K: In the end I was confused. Rydra gives the example of the aliens who can represent an entire power plant schematic in just 9 words. Then she starts talking about Babel 17 as being the same as fortran. Does not compute.

J: The more efficient the language gets, the more words it gets, yea? So like Chinese is very compact as a written language compared to English. But the characters are more complex to differentiate them from other characters. And you have to spend years learning them. Well, and Chinese would be even more compact as a written language if it wasn’t still relying on sound.

J: Oh, but that reminds me of something a bit tangential. People who think in Chinese can do math better because of the language. And I’m not sure I can explain this quite right… well, no, I can’t explain it at all. I’d have to Google.

K: Exactly. German has some very complex concepts you can express in one word, because those words are really huge! I couldn’t figure out which way Delany was trying to go: was he saying the language was compact because you could express things with very few words? Or was the language powerful because it was very simple, like binary? He seemed to say both at different times, so it was unclear in the end.

K: Apparently it was also magic and could brainwash you.

J: By being a subpersonality in your own brain.

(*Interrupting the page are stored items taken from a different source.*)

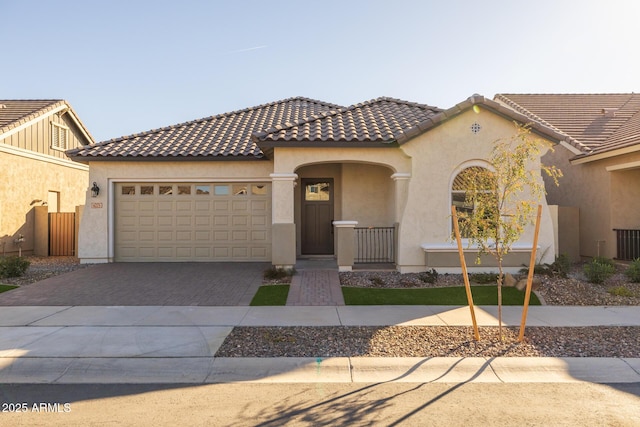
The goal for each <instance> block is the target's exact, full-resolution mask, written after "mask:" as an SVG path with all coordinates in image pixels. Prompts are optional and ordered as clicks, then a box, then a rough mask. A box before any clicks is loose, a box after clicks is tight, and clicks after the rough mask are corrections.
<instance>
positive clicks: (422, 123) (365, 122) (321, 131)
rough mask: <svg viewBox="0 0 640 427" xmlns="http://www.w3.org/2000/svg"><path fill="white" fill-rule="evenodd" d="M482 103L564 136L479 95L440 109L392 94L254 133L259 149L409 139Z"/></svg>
mask: <svg viewBox="0 0 640 427" xmlns="http://www.w3.org/2000/svg"><path fill="white" fill-rule="evenodd" d="M476 105H478V106H482V107H483V108H486V109H488V110H491V111H493V112H494V113H496V114H499V115H501V116H503V117H506V118H508V119H509V120H515V121H519V122H521V123H523V124H529V125H530V126H531V128H532V130H533V131H535V132H537V133H538V134H541V135H543V136H545V137H547V138H549V139H551V140H554V141H560V140H565V139H567V138H568V137H567V136H566V135H564V134H561V133H560V132H558V131H557V130H555V129H553V128H551V127H549V126H547V125H545V124H543V123H538V122H535V121H532V120H531V118H530V117H527V116H525V115H523V114H521V113H519V112H517V111H515V110H513V109H512V108H509V107H506V106H504V105H502V104H499V103H497V102H495V101H492V100H490V99H487V98H485V97H483V96H481V95H473V96H471V97H469V98H467V99H466V100H464V101H462V102H460V103H458V104H456V105H454V106H453V107H451V108H448V109H446V110H443V109H440V108H437V107H431V106H428V105H423V104H416V103H412V102H407V101H402V100H398V99H394V98H378V99H374V100H371V101H368V102H364V103H362V104H356V105H352V106H350V107H346V108H341V109H339V110H336V111H330V112H327V113H322V114H320V115H319V116H316V117H311V118H308V119H306V120H302V121H300V122H299V123H295V124H290V125H285V126H276V127H274V128H272V129H268V130H266V131H264V132H259V133H256V134H254V136H253V140H254V141H256V143H257V144H258V146H260V148H262V149H263V150H268V149H269V148H271V147H276V146H305V147H307V146H314V145H316V144H317V145H321V146H327V145H331V146H335V145H338V146H392V145H393V144H392V143H395V144H399V145H402V144H404V143H405V142H407V141H409V140H410V139H412V138H414V137H416V136H418V135H420V134H422V133H424V132H426V131H428V130H429V129H432V128H434V127H436V126H439V125H441V124H442V123H444V122H446V121H447V120H450V119H452V118H454V117H456V116H457V115H459V114H461V113H463V112H465V111H467V110H469V109H471V108H473V107H474V106H476Z"/></svg>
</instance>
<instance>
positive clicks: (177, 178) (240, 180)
mask: <svg viewBox="0 0 640 427" xmlns="http://www.w3.org/2000/svg"><path fill="white" fill-rule="evenodd" d="M108 179H109V180H110V181H112V182H114V183H115V182H130V183H132V184H143V183H145V182H162V183H167V184H171V183H174V182H191V183H194V184H201V183H202V184H207V183H216V182H224V183H228V184H234V183H236V182H255V183H259V182H270V181H271V178H266V177H259V178H207V177H199V178H171V177H168V178H140V177H135V178H126V177H125V178H108Z"/></svg>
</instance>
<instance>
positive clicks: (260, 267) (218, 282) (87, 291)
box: [0, 262, 269, 306]
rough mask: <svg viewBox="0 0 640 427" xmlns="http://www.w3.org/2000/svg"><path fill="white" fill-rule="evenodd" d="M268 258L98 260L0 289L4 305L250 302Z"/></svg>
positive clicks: (111, 304) (184, 304)
mask: <svg viewBox="0 0 640 427" xmlns="http://www.w3.org/2000/svg"><path fill="white" fill-rule="evenodd" d="M267 268H269V264H268V263H196V262H193V263H191V262H187V263H111V264H97V265H92V266H89V267H87V268H83V269H80V270H76V271H72V272H70V273H66V274H62V275H59V276H55V277H51V278H49V279H45V280H42V281H40V282H37V283H33V284H31V285H25V286H22V287H20V288H18V289H15V290H12V291H10V292H4V293H2V294H0V306H7V305H35V306H37V305H201V306H229V305H249V303H250V302H251V299H252V298H253V296H254V295H255V293H256V291H257V290H258V287H259V286H260V284H261V283H262V277H263V272H264V270H266V269H267Z"/></svg>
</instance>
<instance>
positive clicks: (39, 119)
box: [0, 104, 92, 141]
mask: <svg viewBox="0 0 640 427" xmlns="http://www.w3.org/2000/svg"><path fill="white" fill-rule="evenodd" d="M67 108H69V106H68V105H67V104H63V105H60V106H59V107H56V108H54V109H53V110H51V111H47V112H46V114H42V115H40V116H38V117H35V118H34V119H32V120H29V121H28V122H25V123H23V124H21V125H20V126H18V127H15V128H13V129H10V130H8V131H7V132H5V133H3V134H0V139H3V138H6V137H8V136H11V135H13V134H14V133H18V132H20V131H21V130H23V129H26V128H28V127H29V126H31V125H33V124H34V123H35V122H37V121H40V120H42V119H43V118H45V117H48V116H50V115H53V114H55V113H59V112H60V111H62V110H65V109H67ZM74 121H75V119H74ZM83 133H84V132H83ZM87 139H88V140H89V141H92V139H91V138H87Z"/></svg>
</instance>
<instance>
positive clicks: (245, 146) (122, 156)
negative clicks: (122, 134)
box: [67, 97, 341, 162]
mask: <svg viewBox="0 0 640 427" xmlns="http://www.w3.org/2000/svg"><path fill="white" fill-rule="evenodd" d="M339 108H341V107H340V106H339V105H335V104H330V103H326V102H322V101H316V100H313V99H309V98H303V97H295V98H288V99H284V100H281V101H276V102H272V103H269V104H263V105H258V106H255V107H251V108H246V109H244V110H239V111H234V112H230V113H225V114H220V115H216V116H211V117H206V118H203V119H199V120H194V121H190V122H186V123H180V124H177V125H173V126H168V127H165V128H162V129H154V130H150V131H148V132H143V133H139V134H135V135H130V136H124V137H121V138H116V139H112V140H109V141H104V142H101V143H98V144H95V145H91V146H88V147H83V148H79V149H74V150H69V151H67V155H68V156H69V157H71V158H72V159H73V160H76V161H79V162H87V161H90V160H143V159H152V160H178V159H193V160H198V159H207V160H212V159H216V158H218V159H225V160H228V159H234V158H237V159H242V160H246V159H262V158H264V153H263V152H262V151H261V150H260V148H258V146H257V145H256V144H255V143H254V142H253V141H252V139H251V135H252V134H253V133H255V132H259V131H262V130H264V129H267V128H271V127H273V126H276V125H279V124H284V123H296V122H299V121H300V120H302V119H303V118H306V117H309V116H312V115H318V114H320V113H322V112H327V111H331V110H335V109H339Z"/></svg>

J: Here’s a link that explains it. Basically in Chinese (and probably some other languages), eleven and twelve and things like twenty.. make more mathematic sense as words. I mean, think of 80 in French! That’s like 4-20. Confusing! Eight-ten makes more sense. http://larrycheng.com/2009/10/07/how-language-and-math-intersect-chinese-v-english/

K: That does make sense.

K: Let’s wrap this one up, then. Does the book hold up? What are its merits and demerits?

J: And more importantly, how does it make you /feel/?

K: For me, it holds up very well, mostly because Delany is incredibly vague about everything relating to the setting. It only starts to show its age when he gets more specific. The references to algol and Fortran, for instance, are not exactly current. And there was one passing mention of punch cards. Doh.

J: I think that not a lot of people would read this for pleasure, for a purely enjoyable, fun read. Some of it is a little dated, moreso than Dune, though not too much. Where I think most of its value lays now is in people reading it for ideas, or for historical purposes. As in, ‘It’s the book that first did this.’ or ‘It’s the book with that in it.’

J: For example, if you read enough articles, essays, blog posts, or attend enough panels about linguistics in science fiction. Babel-17 will keep getting mentioned. And eventually you feel.. I should read this thing.

K: In a lot of ways it was ahead of its time. Alternate sexualities, a female non-white protagonist who doesn’t have to justify herself simply for -being- female and non-white. But I think the story itself was too bare-bones to remain in the popular consciousness. Plus, no movies!

K: Yeah. So it’s clearly of interest, but relatively niche.

J: It would make a weird movie. I don’t think it would work without being remixed or mashed up.

J: Like toss in some of Delany’s characters/plots/ideas in other books. Then it might work. A hot Asian chick kicking butt? Hollywood loves that.

K: I’m surprised it hasn’t been optioned just for that.

J: They would totally change the navigation team to two women and one man though. And show at least one sex scene.

K: Go all the way! Three women! Hottt.

J: And Rydra has to jump in for some reason.

K: bow chicka bow wow

K: So there was a lot to like about this book, but in the end, I would have liked it better if it had been longer and the setting provided with as much attention as Delany devoted to making Rydra superwoman.

J: Yea. There are secondary characters I would’ve liked to know more about.

K: And many things mentioned in passing which could have stood more screentime. Like the Invaders, whose motivations and goals are left completely hazy.

J: Now that I’ve read it twice and discussed it with you, maybe this time I’ll remember I’ve read it.